Home #2: We purchased a single family home in CT after I accepted a new job. Our view was that we had young kids that would soon be school age. I was working at the company headquarters and expected to have career stability in the area. It seemed like the right phase of life to buy. Fast forward 2 years...the situation has changed and we take an opportunity to move back to CA. In the meantime, the local housing market had materially dropped and we sold at a significant loss...in essence wiping out the entire gain on the condo. Seemed like a great decision at the time, but didn't have a fairy tale ending.
2 different properties in two completely different markets, but the moral still remains: be as certain as you can that you will have a long enough holding period to ride out market surprises. If we sold the condo after 2-3 years, the result would have been just as bad as the CT house. And while not guaranteed, if we lived in the CT house for close to a decade it might not have ended in a nice profit, but it's very reasonable to expect a better result than what happened when we hit eject after just 2 years.

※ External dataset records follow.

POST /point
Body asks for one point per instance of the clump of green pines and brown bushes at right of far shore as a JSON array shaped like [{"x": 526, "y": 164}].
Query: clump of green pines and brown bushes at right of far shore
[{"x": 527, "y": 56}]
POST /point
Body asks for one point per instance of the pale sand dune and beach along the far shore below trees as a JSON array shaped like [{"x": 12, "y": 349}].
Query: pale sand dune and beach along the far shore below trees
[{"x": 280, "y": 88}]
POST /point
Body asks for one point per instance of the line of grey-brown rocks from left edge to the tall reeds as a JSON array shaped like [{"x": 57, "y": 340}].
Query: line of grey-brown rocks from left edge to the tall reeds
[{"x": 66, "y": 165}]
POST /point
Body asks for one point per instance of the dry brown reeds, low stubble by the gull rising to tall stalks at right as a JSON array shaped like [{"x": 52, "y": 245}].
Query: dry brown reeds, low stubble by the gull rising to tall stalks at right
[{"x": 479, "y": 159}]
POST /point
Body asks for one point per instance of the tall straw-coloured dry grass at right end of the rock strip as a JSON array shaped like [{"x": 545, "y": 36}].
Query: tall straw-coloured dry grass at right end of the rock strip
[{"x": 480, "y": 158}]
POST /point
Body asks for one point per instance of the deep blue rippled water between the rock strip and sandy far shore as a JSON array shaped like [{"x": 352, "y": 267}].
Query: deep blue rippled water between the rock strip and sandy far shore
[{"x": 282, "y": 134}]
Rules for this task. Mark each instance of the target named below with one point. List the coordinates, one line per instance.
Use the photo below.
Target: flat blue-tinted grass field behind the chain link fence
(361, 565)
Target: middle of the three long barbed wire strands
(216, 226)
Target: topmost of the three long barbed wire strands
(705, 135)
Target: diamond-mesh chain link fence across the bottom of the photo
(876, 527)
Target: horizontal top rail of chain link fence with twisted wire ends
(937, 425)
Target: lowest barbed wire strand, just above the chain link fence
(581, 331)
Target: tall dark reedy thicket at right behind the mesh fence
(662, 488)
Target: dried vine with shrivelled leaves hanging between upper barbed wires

Same as you shouldn't put money into the stock market that you'll need within 2-3 years, you shouldn't be dropping significant money into a home unless you feel confident you will be able to buy and hold for a long time. The right time to buy is more a function of your phase of life than the current phase of the economic cycle.
We're now living where we plan to be long-term and we want stability and access to good schools, but for the time being, renting is still the better option for us. I left a successful corporate career to launch my planning practice and in doing so had a major decline in income which will take several years to build back up. My wife changed companies and is working to establish herself and to figure out if it's the right environment to meet her career objectives. Even if we wait another 2-3 years and prices continue to climb, it's still the right decision to first sort out our careers and incomes before signing up for that huge commitment a 3rd time. No market timing, just life planning.
I would encourage you to approach a potential home purchase with the following outlook: "If we live here for the next 15-20 years, will the property enable us to live comfortably, to raise our kids and provide a quality education, to host our family and friends, and to enjoy life....and if we sell the place at the end of 20 years for exactly what we paid for it, would we look back and say we made the right decision?" If you can confidently say "yes", buying that home may well be the best decision (life or financial) that you ever make.